Gene expression analysis

The mRNA abundances of TPGs and protein-coding genes were obtained from Gene Expression Omnibus (47), such as GDS596 examined from 79 human physiologically normal tissues (48), GSE2109 examined from 2158 samples with 61 tumour tissues, GSE3526 examined from 353 samples with 65 normal tissues (49) and GSE5364 examined from primary human tumours and adjacent non-tumour tissues, which include 270 tumours and 71 normal-cancer pairs from patients with breast, colon, liver, lung, oesophagal and thyroid cancers (50). Moreover, the Pearson correlation coefficient was computed from TPGs and protein-coding genes.

Determination of miRNA-target interactions

According to the study by Poliseno et al. (17), pseudogenes PTENP1 and KRAS1P act as a ‘miRNA decoy’, binding to and thereby reducing the effective cellular concentration of miRNAs, therefore resulting their cognate genes to escape miRNA-mediated repression. In this study, we analyse the relationships between TPG and its cognate gene with miRNA decoys mechanism to examine miRNA-target interactions (MTIs) by performing a pipeline. First, the parental genes were obtained by mapping the TPGs and genomic sequences with the BLAST (51) program.
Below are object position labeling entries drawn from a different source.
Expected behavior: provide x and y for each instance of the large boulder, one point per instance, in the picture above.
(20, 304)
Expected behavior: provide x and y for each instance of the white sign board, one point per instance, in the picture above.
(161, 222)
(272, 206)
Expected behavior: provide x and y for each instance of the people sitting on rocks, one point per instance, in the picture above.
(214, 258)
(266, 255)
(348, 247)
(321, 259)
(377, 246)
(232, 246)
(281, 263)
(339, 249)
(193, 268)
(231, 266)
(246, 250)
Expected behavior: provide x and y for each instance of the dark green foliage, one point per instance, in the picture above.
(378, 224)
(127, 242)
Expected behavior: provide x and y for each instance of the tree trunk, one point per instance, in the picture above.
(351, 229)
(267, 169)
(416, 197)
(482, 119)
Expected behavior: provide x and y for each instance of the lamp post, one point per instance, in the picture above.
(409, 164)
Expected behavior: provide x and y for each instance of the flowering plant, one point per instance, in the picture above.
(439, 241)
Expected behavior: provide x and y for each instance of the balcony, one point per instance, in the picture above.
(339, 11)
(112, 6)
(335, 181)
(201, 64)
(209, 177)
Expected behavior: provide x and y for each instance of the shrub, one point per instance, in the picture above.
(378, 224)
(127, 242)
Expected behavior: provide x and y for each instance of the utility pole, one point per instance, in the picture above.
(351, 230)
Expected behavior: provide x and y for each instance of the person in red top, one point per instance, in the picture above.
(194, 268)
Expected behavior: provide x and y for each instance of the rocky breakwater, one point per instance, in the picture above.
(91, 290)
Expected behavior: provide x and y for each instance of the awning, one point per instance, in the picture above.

The MTIs with TPGs and parental genes were then investigated using our previous approach (41). The MFE threshold was −20 kcal/mol with a score more than or equal to 150 for miRanda and default parameters for TargetScan and RNAhybrid. Finally, the TPGs and their cognates co-regulated by miRNAs were obtained. The miRNA and 3’UTR sequences were obtained from miRBase R18 (29, 30) and Ensembl Genome Browser release 63 (26), respectively. Analysis results indicated that 874 miRNAs with MFE ≤ −20 and Score ≥ 150 interact with many possible target sites in 248 TPGs and their cognate genes and might potentially co-regulate this pair of TPG and parental gene (Supplementary File 2).

Web interface

As a web-based system, pseudoMap can thoroughly identify TPGs, including TPGs act as a miRNA regulators and TPGs-derived eSTIs in humans. There are two ways to access pseudoMap: by browsing the database content or by searching for a particular TPG. Figure 3A displays the interface of output results of the browse gateway. The interface contains general information of TPGs, the relationships of TPG and its cognate gene with miRNA-mediated repression termed as ‘miRNA Regulator’, TPG-derived eSTIs named as ‘esiRNA’, and ‘Expression’ showed the gene expression profiles. Figure 3B provides a detailed view of miRNA regulator, which displays more fine-grained information. Above results indicated the relationships between TPGs and cognate genes by a miRNA decoy mechanism such as that observed by Poliseno et al. (17). The ‘Expression’ presents the gene expression profiles of not only distinct TPG and corresponding parental gene but also TPG referenced by cognate in various experimental conditions (Figure 3C). Moreover, the view of esiRNA indicates the TPG-derived esiRNAs and graphical display of deep sequencing data (Figure 3D). The red line represents the TPG and the blue line refers to esiRNAs. We also estimate the eSTIs (Figure 3E) and the RNA folding structure of TPG-derived esiRNA (Figure 3F). All the results and sequences can be downloaded for further experimental tests. In pseudoMap, we also incorporate the external sources, such as UCSC genome browser (39) for a genomic view, GeneCards (52) for gene annotation and miRBase (29) for miRNA annotation (Figure 3G). In addition, pseudoMap also consists of a tutorial and knowledge of pseudogenes.

Figure 3

Web interface of pseudoMap. (A) Browse interface of pseudoMap illustrates general information of TPGs, miRNA regulators, esiRNAs and gene expression profiles. (B) The miRNA regulator indicates the miRNA decoys mechanisms between TPG and its cognate. (C) Gene expression profiles of TPG and its cognate gene in various experimental conditions. (D) The diagram of esiRNA represents TPG-derived siRNAs as profiled by deep sequencing data. It displays the more fine-grained information of (E) esiRNA-target interaction and (F) RNA folding structure of TPG-derived esiRNA. In addition, pseudoMap also incorporates the external sources, such as (G) UCSC genome browser for a genomic view, GeneCards for gene annotation and miRBase for miRNA annotation.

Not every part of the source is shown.